El perfil de JM Coetzee que Matilde Sánchez leyó el domingo en Malba a modo de presentación del escritor sudafricano.

Por Matilde Sánchez.

El dictamen por el cual en 2003 se concedió el premio Nobel a J.M. Coetzee destaca "la infinidad de maneras en que retrató el inesperado compromiso del outsider". ¿Pero qué significa la palabra outsider para un bachiller con dos cabezas, con una formación humanista y matemático, que trabajó como técnico en computación en la era de las tarjetas perforadas? ¿Y qué significa tratándose de un sudafricano que entre 1962 y 1965 vivió en Londres, luego estudió en los EEUU, donde se le negó la residencia debido a su activismo anti-Vietnam en 1973, y que después de casi treinta años en su país, acabó mudándose a otro, vecino del hemisferio sur, Australia, cuya nacionalidad adoptó?
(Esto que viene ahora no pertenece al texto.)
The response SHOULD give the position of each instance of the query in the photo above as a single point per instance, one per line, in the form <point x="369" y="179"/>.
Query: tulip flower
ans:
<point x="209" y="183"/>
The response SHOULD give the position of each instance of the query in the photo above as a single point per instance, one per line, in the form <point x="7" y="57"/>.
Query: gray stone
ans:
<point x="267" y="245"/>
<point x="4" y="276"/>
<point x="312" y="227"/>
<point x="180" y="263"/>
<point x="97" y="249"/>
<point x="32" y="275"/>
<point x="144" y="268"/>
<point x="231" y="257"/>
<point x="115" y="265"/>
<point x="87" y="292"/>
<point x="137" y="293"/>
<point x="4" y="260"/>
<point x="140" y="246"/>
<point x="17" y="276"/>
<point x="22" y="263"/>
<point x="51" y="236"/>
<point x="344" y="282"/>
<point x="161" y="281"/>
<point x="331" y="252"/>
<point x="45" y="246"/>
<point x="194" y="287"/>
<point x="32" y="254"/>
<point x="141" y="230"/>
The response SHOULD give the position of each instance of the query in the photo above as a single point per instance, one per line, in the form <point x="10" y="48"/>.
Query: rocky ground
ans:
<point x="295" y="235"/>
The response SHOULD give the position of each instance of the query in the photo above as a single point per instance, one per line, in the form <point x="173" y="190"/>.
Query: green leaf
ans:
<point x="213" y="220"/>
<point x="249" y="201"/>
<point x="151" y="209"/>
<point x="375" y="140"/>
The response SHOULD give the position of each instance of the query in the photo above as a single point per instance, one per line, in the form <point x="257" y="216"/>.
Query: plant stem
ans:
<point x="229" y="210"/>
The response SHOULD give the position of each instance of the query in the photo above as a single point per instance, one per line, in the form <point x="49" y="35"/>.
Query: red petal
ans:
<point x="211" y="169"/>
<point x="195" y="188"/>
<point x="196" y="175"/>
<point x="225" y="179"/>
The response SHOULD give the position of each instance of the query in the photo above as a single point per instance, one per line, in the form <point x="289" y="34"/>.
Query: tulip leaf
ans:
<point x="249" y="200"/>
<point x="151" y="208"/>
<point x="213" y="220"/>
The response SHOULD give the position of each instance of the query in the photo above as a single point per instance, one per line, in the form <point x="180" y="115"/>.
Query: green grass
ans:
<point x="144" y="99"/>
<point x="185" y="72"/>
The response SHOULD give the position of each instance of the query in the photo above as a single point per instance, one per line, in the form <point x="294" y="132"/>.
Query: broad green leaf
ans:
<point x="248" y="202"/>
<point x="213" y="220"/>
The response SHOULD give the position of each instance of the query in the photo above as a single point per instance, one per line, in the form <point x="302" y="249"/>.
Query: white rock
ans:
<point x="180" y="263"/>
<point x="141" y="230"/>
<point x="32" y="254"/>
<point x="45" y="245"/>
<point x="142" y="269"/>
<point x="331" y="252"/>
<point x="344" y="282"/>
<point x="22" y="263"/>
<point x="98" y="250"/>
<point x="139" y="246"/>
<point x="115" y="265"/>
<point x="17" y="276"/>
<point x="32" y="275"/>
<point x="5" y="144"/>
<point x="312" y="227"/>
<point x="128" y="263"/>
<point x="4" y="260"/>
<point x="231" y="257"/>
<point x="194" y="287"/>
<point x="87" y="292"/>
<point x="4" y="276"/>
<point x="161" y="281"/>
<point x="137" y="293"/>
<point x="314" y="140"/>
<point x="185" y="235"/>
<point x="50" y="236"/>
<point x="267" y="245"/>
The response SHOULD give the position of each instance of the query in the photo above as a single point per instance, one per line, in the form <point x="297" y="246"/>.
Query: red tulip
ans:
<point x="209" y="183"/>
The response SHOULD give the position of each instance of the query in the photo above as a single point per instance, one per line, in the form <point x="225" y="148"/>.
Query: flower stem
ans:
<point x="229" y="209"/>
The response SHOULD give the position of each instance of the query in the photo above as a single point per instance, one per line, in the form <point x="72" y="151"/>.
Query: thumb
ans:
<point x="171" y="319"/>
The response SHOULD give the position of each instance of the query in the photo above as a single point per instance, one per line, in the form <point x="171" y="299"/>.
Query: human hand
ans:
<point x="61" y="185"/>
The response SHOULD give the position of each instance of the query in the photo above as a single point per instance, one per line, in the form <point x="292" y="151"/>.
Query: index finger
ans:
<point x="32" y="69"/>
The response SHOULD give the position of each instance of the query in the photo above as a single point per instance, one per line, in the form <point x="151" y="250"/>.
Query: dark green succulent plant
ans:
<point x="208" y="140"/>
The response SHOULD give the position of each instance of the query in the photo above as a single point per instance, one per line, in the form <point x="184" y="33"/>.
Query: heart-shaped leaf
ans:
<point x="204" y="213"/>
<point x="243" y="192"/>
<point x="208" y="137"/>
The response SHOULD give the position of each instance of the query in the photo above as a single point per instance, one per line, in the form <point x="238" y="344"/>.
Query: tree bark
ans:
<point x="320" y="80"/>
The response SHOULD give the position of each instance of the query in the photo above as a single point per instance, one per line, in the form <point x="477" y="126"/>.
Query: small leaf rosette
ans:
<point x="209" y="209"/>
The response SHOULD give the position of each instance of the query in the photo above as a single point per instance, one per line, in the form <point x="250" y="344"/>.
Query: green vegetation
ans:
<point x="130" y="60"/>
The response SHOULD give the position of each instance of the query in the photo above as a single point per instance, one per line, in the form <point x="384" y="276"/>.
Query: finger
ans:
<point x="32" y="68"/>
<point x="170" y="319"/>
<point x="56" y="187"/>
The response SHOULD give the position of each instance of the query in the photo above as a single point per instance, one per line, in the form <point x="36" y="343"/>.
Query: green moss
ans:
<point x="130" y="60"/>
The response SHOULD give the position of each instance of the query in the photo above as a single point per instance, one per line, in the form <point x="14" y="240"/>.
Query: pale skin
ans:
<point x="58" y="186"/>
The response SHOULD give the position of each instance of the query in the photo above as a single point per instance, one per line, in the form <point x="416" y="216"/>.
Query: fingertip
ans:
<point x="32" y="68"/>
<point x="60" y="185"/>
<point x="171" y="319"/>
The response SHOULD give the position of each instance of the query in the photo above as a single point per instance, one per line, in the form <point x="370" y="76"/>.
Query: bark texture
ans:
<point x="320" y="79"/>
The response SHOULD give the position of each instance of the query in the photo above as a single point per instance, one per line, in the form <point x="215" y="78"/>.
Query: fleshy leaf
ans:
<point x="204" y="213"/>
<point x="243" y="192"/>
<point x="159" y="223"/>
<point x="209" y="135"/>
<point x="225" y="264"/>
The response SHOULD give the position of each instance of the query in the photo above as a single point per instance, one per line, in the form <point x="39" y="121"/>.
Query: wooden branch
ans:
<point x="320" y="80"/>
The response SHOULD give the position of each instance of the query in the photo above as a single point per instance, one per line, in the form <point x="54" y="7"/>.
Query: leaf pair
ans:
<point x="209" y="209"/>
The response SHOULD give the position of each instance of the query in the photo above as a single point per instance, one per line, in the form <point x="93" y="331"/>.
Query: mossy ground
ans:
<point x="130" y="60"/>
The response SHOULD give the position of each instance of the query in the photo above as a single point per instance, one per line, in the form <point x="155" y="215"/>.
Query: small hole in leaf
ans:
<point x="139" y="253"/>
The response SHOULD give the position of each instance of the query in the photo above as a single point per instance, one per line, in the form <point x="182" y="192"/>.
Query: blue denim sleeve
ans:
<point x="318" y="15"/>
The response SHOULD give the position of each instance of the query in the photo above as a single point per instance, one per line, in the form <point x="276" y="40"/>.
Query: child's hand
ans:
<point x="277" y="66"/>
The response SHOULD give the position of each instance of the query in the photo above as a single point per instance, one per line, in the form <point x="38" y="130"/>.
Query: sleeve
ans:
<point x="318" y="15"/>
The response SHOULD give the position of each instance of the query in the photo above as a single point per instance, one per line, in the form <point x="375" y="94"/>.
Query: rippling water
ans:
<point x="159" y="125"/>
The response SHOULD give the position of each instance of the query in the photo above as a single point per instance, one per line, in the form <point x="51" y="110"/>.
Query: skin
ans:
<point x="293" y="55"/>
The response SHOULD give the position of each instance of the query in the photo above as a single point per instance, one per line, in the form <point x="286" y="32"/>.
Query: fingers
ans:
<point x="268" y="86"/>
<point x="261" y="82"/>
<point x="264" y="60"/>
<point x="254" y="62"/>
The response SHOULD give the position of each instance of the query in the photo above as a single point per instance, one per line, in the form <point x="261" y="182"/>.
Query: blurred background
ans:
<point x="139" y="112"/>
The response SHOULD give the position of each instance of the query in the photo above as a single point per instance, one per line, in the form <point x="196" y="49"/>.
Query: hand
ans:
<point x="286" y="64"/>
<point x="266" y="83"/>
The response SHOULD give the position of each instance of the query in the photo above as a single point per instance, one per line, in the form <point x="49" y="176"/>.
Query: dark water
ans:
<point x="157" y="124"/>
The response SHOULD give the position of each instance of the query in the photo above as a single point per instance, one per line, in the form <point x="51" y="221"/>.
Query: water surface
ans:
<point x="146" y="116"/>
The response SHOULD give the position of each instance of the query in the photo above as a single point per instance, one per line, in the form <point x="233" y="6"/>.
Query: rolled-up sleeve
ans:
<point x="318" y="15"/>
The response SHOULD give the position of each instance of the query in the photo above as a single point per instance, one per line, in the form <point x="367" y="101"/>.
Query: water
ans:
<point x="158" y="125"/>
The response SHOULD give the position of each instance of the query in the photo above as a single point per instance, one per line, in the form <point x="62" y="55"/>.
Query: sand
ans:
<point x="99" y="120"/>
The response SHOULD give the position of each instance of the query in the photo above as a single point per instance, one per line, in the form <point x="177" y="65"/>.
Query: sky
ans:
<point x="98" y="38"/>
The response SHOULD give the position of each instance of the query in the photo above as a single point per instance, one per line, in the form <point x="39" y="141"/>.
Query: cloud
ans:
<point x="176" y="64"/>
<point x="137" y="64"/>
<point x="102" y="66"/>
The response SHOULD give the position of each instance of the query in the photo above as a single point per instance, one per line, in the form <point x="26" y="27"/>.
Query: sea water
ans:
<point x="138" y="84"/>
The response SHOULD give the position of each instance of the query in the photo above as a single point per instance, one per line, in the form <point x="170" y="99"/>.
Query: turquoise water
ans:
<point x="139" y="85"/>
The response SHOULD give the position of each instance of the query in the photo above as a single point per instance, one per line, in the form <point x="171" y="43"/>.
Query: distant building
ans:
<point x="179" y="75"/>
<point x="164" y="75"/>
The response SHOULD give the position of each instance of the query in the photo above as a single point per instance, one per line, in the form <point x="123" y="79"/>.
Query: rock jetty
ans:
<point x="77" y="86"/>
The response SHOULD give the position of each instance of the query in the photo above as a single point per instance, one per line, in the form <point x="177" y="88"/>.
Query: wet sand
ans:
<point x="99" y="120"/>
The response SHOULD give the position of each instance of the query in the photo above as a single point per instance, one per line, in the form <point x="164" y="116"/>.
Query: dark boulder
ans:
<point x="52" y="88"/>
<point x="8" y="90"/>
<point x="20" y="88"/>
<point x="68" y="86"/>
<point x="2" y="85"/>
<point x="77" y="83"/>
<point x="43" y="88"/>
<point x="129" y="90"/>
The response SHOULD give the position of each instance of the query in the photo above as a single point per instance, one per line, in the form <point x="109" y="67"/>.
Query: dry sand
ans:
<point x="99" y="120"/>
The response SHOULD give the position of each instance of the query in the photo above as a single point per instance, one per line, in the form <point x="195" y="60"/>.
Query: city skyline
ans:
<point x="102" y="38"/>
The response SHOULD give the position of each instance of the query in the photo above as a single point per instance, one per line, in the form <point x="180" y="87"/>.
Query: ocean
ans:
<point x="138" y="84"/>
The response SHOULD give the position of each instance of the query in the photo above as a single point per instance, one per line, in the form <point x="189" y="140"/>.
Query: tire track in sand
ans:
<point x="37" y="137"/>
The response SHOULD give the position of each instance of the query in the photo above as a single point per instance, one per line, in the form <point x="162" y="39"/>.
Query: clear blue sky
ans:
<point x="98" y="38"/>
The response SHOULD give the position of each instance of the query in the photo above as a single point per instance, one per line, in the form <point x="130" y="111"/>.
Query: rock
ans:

John Maxwell Coetzee, el autor detrás de las misteriosas iniciales, nació en Ciudad del Cabo, Cape Town, en febrero de 1940; de madre, docente y padre, abogado -su infancia, bilingüe en el idioma Africáans e inglés, se repartió entre un suburbio de clase media y una granja familiar en la estepa del Karoo. Importa saber que creció y escribió una parte considerable de su obra en un medio social organizado bajo la ley de Apartheid, que rigió en Sudáfrica entre 1948 y 1994. Entre otros muchos aspectos jurídicos, el Apartheid regulaba sobre todo la proximidad entre los habitantes en términos raciales, el régimen de contacto. La segregación y la violencia racial, como podemos imaginar, desataron polémicas estéticas en los años 70 y 80 acerca de cuál debía ser la posición del artista.

 

Después de Esperando a los bárbaros y Foe, dos de sus novelas más perfectas, metaficciones de rescritura de clásicos coloniales, ya publicadas,  Coetzee explicaba qué entendía él por autonomía del arte y en qué podía consistir la novela realista en el tramo final del siglo del realismo. En una conferencia divulgada en 1987 decía así:

"En tiempos de intensa presión ideológica como ahora, cuando se convierte en casi nulo el espacio que novela e historia normalmente comparten como dos vacas que pastan en una misma llanura, la novela tiene dos opciones, complementar a la historia o rivalizar con ella". El novelista que rivaliza con la historia propone una novela que se rige por sus propias reglas y, al hacerlo, llega a exponer la historia como una mitología, en otras palabras, a desmitologizarla". El escritor, entonces, puede rivalizar con la historia, contradecir las versiones consagradas: en palabras de Elizabeth Costello, uno de los más sorprendentes alter-egos que haya dado la literatura en las últimas décadas: "debe desplegar el destino humano caso por caso".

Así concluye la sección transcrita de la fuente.